DDoS攻撃によるダウンタイムの平均損失は1分あたり6,130ドル。Indusface「2026年アプリケーションセキュリティ状況レポート」によると、2025年にDDoS攻撃を少なくとも1回経験したウェブサイトは70%に上り、サイトあたりの攻撃量は前年比27%増加。APIが標的になる確率は従来型ウェブサイトよりも675%高い。現在主流となっているのは、ほとんどの対応チームがアラートを受け取る前に終了するよう設計された「2〜3分の短時間攻撃」であり、その裏でクレデンシャルスタッフィングやアカウント乗っ取りも静かに進行している。
2026年においてDDoS攻撃を防ぐには、帯域幅やファイアウォールだけでは全く不十分だ。必要なのは、動作検知、多層防御、そして被害が拡大する前に素早く対応する準備である。本ガイドでは、実戦で検証済みのDDoS防止ベストプラクティス15項目を、フェーズ別に整理して紹介する。現在の防御体制のどの穴を優先して塞ぐべきか、判断するのに役立つだろう。
DDoS対策が施されていない一秒一秒は、攻撃者が利用できる貴重な時間である。
以下に示すのは、ほとんどの攻撃が深刻な損害を引き起こす前に阻止するための核となる対策だ。
オリジンサーバーのIPをWAFまたはCDNの背後に隠す – 攻撃者がエッジ防御を迂回してインフラを直撃するのを防ぐ。
静的なしきい値ではなく、エンドポイント単位での動作ベースのレート制限を適用する – 分散攻撃では各送信元は静的制限以下に抑えられても、全体としてアプリケーションが圧倒される。
アセットを重要度で階層化する – ログインページ、決済API、ビジネスクリティカルなフローを最も強力な保護下に置き、静的なマーケティングページと同じレベルにしない。
常時オン型のDDoS保護を導入し、サブ秒単位で応答する – 2〜3分の短時間攻撃は、オンデマンド緩和が起動する前に終了してしまう。
攻撃が実際に来る前にインシデントレスポンスの訓練を行う – 適切に訓練され文書化された計画を持つ組織は数分で復旧するが、そうでなければ数時間かかる。
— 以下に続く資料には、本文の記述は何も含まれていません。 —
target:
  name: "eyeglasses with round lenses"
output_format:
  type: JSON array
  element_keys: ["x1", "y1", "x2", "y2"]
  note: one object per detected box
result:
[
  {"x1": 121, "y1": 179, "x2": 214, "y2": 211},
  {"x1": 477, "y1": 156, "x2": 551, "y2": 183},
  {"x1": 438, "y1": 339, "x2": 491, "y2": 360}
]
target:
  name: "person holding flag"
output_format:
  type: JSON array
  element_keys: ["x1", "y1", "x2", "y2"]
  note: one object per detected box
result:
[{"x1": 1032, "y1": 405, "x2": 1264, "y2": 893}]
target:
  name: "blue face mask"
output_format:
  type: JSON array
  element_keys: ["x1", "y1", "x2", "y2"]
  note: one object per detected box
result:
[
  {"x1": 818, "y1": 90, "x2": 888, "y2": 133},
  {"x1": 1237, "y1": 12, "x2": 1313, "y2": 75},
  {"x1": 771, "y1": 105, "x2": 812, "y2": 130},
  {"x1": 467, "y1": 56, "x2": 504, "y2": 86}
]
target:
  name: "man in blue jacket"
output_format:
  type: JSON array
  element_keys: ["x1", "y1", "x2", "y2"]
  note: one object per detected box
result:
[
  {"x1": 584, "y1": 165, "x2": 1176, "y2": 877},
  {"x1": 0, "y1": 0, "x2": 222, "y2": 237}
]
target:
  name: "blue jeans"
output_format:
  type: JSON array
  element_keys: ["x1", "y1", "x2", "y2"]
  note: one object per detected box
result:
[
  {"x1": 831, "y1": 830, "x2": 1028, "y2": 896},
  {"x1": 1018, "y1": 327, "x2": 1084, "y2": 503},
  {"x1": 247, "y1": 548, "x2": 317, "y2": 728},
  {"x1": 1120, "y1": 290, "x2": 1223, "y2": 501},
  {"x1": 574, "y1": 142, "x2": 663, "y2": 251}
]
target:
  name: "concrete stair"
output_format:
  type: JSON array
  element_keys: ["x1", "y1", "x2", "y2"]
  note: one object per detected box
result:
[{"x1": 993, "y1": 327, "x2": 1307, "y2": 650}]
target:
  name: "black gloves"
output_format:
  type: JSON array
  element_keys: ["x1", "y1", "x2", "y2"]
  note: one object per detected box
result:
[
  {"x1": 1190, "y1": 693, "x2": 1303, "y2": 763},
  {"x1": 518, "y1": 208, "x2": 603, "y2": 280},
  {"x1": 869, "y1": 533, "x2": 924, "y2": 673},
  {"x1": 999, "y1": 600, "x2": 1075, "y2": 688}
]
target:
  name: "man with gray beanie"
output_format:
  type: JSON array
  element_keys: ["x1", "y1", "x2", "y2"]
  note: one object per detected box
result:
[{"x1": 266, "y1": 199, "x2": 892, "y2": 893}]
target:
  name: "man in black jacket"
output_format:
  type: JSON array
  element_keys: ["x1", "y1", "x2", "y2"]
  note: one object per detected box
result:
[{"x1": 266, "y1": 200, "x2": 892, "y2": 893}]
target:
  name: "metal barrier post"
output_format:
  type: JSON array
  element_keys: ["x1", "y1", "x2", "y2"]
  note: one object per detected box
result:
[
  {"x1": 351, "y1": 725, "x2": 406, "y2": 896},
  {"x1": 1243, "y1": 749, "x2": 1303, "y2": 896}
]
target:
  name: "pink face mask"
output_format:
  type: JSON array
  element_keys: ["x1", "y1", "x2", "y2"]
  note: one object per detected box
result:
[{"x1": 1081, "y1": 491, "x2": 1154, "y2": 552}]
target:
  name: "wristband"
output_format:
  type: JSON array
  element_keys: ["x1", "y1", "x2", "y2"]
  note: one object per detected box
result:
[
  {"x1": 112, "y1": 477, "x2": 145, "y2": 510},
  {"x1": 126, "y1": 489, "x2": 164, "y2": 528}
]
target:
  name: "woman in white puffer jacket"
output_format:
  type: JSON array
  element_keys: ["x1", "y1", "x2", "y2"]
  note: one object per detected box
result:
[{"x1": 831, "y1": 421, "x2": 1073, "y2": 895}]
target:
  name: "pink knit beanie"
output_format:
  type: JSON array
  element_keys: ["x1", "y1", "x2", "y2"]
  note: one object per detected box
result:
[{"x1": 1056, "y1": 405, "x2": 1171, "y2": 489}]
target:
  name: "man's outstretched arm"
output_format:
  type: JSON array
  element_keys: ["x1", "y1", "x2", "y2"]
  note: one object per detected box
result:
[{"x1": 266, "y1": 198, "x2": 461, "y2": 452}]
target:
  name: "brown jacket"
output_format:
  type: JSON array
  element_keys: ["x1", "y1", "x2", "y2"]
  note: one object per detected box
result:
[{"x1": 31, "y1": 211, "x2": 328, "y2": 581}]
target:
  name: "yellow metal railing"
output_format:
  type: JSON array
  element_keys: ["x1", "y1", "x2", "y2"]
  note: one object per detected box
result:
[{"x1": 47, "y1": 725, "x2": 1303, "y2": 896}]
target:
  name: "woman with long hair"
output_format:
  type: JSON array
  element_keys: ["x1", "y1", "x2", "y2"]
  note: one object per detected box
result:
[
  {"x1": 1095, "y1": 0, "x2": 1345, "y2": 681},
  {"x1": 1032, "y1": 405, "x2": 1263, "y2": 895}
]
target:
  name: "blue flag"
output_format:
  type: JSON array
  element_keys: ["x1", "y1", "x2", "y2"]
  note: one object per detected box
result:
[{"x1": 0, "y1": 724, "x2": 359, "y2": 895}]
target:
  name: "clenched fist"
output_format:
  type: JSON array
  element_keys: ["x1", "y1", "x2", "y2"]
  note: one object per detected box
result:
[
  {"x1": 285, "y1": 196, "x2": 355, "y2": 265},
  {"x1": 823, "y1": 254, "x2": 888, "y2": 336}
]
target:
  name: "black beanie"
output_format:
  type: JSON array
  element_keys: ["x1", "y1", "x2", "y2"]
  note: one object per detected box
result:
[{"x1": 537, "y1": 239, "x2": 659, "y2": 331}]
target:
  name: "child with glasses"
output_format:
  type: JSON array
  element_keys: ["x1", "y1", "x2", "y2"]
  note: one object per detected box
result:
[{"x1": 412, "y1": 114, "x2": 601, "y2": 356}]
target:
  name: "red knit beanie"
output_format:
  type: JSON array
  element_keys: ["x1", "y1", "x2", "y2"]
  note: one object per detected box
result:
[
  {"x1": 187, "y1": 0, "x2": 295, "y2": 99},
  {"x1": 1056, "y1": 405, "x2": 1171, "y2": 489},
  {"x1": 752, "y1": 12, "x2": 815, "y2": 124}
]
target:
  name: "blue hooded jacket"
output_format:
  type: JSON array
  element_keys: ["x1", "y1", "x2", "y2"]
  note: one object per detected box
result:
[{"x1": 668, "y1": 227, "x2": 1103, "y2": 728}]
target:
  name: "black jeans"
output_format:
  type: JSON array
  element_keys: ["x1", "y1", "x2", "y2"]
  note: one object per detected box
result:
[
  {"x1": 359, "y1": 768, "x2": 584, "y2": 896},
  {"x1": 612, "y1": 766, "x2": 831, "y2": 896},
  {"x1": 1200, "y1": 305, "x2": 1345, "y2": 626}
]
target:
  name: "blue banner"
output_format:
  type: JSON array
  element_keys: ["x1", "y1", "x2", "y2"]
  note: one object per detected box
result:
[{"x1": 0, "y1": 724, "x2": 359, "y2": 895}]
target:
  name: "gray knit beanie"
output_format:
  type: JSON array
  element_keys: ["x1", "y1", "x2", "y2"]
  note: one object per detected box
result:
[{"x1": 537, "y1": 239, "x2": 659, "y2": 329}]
以下の15のプラクティスはこれらの原則をベースに、ウェブサイト、ネットワーク、API、ルーター向けの具体的な実施指針を提供する。
DDoS防御の構造的な課題を理解すれば、多くの組織が対策に投資しているにもかかわらずリスクにさらされ続ける理由がわかる。
攻撃の規模と分散により、IPブロックは無意味になる。 現代のDDoS攻撃は、地理的に分散した数十万のIPからなるボットネットに由来する。1つの送信元をブロックしても、さらに数千の送信元がトラフィックを送り続ける。その規模だけで、セキュリティアナリストが反応する前にほとんどのネットワークを圧倒できる。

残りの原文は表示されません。